As a candidate, Barack Obama promised that he would not raise taxes on any but the wealthiest Americans. Make less than $250,000 a year? You’re home free under his administration.
I mean, not counting current federal levies.
But President Obama has all the ambitions of a big-spending liberal. And “big-spending” translates pretty quickly into “big-taxing.”
One of these projects is a massive new federal takeover of the health care industry, in the name of “universal coverage.” New taxes would be imposed. For example, anyone who refuses to sign up for health insurance in the new regime would be slammed with a hefty tax.

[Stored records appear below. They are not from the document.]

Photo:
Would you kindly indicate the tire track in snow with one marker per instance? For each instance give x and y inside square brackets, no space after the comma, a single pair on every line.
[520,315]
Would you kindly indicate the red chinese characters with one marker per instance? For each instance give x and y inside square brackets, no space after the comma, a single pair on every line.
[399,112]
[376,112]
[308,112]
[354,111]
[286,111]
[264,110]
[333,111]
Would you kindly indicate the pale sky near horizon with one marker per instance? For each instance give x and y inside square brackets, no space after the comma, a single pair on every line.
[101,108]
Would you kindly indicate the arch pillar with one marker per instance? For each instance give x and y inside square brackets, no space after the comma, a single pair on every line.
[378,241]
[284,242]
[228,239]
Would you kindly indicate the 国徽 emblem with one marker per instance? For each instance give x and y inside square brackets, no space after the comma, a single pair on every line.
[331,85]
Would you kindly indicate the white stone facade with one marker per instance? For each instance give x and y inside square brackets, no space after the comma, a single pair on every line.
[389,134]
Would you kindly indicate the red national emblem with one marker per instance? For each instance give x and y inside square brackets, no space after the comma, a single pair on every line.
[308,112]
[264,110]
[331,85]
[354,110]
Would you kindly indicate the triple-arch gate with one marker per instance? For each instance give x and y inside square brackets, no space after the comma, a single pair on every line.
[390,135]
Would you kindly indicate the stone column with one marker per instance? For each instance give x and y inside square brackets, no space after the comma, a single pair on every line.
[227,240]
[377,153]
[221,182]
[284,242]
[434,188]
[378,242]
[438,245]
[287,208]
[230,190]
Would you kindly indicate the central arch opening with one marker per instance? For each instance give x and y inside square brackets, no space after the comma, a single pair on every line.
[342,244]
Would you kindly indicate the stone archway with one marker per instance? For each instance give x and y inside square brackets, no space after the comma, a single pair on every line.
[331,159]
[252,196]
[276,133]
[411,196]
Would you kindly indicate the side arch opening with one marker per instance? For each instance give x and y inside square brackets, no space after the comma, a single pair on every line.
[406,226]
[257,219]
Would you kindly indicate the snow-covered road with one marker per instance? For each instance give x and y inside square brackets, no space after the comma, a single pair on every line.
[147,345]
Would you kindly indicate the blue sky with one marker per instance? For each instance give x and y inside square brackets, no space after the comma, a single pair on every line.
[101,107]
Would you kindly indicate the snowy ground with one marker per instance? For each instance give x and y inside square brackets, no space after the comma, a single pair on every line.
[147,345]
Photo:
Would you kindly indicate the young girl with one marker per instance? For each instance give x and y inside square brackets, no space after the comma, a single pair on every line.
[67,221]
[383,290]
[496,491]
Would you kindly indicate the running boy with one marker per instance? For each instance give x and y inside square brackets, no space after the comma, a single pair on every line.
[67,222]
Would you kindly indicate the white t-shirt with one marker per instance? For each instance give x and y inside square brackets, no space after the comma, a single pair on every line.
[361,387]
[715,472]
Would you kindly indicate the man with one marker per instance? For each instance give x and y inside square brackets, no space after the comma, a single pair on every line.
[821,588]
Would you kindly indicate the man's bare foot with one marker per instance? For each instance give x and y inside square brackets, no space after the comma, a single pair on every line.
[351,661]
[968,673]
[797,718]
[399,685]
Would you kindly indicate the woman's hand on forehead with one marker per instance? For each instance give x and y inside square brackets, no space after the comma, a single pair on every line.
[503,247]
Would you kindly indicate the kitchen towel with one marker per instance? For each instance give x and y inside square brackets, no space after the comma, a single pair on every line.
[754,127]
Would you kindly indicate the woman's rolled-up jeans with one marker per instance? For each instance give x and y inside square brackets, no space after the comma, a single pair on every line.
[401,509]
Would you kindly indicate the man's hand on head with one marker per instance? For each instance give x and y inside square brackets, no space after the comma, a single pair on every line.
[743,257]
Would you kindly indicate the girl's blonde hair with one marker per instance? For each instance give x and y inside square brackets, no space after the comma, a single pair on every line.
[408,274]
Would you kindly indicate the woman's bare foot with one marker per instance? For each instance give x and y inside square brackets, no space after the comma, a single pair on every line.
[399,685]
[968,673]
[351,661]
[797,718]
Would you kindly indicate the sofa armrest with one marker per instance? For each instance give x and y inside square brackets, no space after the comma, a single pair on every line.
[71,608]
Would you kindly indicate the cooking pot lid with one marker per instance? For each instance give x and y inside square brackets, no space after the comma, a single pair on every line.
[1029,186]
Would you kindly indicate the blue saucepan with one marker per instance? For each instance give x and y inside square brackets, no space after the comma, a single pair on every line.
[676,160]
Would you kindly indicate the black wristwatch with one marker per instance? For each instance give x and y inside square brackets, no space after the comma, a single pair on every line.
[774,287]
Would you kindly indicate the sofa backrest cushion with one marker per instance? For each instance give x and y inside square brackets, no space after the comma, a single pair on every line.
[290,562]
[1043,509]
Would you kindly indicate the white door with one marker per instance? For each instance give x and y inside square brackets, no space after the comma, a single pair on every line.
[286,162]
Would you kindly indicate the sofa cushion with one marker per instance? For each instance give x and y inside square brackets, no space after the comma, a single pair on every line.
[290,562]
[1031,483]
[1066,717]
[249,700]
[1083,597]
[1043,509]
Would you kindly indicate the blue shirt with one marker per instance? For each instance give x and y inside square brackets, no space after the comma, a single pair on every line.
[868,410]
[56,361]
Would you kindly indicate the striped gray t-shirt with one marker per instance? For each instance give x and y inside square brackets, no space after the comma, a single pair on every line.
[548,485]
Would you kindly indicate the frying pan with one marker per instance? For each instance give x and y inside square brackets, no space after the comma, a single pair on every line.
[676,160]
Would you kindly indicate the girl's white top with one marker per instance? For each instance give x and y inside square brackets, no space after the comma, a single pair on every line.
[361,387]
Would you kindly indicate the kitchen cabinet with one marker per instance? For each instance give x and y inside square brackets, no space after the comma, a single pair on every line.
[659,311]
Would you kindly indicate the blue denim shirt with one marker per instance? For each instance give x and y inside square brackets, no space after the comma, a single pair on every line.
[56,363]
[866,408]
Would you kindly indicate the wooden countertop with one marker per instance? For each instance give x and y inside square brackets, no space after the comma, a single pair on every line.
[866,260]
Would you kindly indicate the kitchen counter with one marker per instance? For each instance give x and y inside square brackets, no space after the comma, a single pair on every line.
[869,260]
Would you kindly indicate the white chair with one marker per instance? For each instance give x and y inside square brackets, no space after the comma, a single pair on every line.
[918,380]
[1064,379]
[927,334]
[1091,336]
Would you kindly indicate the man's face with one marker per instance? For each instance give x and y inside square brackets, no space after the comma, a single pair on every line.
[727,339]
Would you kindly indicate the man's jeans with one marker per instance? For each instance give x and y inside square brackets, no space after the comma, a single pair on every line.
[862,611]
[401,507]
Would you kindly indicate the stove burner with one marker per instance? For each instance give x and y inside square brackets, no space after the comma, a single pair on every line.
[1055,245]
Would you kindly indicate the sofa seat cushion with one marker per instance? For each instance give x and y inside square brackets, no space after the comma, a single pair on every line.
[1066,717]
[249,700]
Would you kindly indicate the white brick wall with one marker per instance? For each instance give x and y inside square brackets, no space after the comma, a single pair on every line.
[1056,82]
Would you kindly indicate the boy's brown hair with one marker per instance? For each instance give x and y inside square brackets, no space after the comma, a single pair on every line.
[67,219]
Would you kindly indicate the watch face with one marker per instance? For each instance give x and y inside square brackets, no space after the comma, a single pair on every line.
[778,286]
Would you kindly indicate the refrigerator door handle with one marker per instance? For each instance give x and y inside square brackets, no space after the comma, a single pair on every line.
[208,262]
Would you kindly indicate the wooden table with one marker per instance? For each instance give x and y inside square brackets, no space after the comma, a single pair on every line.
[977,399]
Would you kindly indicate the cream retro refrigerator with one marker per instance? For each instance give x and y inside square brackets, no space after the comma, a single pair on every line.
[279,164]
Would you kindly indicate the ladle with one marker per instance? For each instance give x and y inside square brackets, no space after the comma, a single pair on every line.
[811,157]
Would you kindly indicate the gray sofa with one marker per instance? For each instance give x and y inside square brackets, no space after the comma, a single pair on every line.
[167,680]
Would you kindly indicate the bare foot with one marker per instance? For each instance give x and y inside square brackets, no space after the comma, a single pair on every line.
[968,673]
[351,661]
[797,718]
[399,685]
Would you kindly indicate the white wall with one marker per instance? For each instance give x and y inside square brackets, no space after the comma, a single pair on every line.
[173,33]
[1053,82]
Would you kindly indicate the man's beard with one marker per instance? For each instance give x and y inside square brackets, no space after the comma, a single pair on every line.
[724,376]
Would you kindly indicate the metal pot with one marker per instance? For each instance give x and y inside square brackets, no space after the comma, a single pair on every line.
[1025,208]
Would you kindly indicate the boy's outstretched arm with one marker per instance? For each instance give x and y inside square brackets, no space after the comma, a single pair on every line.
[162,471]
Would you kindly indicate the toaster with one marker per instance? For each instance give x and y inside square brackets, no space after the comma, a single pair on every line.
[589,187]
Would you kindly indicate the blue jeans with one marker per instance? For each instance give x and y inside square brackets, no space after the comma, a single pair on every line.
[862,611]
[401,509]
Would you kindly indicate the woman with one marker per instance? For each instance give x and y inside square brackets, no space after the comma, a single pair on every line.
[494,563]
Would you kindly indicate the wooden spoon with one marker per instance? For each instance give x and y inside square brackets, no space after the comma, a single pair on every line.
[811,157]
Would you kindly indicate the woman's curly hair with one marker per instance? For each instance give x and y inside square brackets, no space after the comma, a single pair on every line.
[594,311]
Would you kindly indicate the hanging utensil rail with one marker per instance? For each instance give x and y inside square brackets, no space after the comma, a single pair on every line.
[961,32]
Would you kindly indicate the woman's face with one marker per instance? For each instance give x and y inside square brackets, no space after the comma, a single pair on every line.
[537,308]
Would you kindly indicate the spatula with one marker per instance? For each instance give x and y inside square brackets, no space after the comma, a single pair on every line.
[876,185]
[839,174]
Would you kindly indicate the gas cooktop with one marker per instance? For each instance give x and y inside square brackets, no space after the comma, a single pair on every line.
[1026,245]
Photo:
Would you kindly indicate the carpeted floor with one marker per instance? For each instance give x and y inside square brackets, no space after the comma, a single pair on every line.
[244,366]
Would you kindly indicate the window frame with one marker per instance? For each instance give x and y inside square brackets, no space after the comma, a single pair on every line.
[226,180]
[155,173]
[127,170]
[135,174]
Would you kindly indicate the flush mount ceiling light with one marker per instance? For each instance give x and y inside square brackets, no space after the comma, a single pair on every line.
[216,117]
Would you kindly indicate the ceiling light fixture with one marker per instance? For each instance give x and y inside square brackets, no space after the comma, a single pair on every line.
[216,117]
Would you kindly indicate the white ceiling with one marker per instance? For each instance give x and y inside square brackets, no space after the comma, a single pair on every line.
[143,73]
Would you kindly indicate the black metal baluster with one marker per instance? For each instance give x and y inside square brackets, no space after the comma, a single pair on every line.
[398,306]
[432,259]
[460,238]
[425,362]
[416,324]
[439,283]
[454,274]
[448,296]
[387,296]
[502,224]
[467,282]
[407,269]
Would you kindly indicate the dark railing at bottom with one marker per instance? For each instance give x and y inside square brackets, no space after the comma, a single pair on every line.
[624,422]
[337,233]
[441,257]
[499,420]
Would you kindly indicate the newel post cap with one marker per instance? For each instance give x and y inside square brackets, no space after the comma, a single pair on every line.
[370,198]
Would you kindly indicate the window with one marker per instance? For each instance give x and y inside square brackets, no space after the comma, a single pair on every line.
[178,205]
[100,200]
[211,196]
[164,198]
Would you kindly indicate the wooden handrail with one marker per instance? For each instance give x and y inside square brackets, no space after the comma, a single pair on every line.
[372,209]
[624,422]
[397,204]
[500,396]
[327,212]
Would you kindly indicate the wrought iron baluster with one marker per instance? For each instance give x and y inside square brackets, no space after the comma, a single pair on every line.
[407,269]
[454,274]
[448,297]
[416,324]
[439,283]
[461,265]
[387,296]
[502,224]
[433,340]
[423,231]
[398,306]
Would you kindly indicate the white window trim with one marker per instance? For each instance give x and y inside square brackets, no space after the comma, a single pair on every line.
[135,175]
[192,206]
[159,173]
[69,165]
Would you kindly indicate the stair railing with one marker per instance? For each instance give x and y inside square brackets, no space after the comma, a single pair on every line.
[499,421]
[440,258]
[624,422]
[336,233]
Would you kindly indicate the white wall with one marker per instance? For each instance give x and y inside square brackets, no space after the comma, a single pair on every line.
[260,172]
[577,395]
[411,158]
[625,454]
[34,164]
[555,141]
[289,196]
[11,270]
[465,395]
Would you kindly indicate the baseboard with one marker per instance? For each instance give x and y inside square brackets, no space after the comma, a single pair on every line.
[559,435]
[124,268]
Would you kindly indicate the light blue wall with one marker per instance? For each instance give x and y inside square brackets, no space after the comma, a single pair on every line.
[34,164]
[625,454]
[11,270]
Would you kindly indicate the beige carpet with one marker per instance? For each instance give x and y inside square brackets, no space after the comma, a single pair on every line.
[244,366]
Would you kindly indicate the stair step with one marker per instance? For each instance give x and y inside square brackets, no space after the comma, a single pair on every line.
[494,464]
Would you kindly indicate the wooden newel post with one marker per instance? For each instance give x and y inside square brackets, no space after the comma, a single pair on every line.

Obama denies that such taxes would in fact be taxes. He even rebuked George Stephanopoulos for citing a dictionary definition of the word. Leaping to the president’s defense, House Majority Leader Steny Hoyer agreed that the new taxes would not be taxes. “[W]hat we are saying,” Hoyer said, “is everybody will contribute . . . to making sure that health care options are available to all of our citizens.”
Try dispute that. It’s like arguing with fog. Columnist Jacob Sullum quotes Hoyer and observes, “So we’re talking about a legally required contribution that will be used to provide a government-arranged benefit. If only there were a shorter way of expressing that concept.”
Well, in searching for le mot juste, don’t tax yourself.
This is Common Sense. I’m Paul Jacob.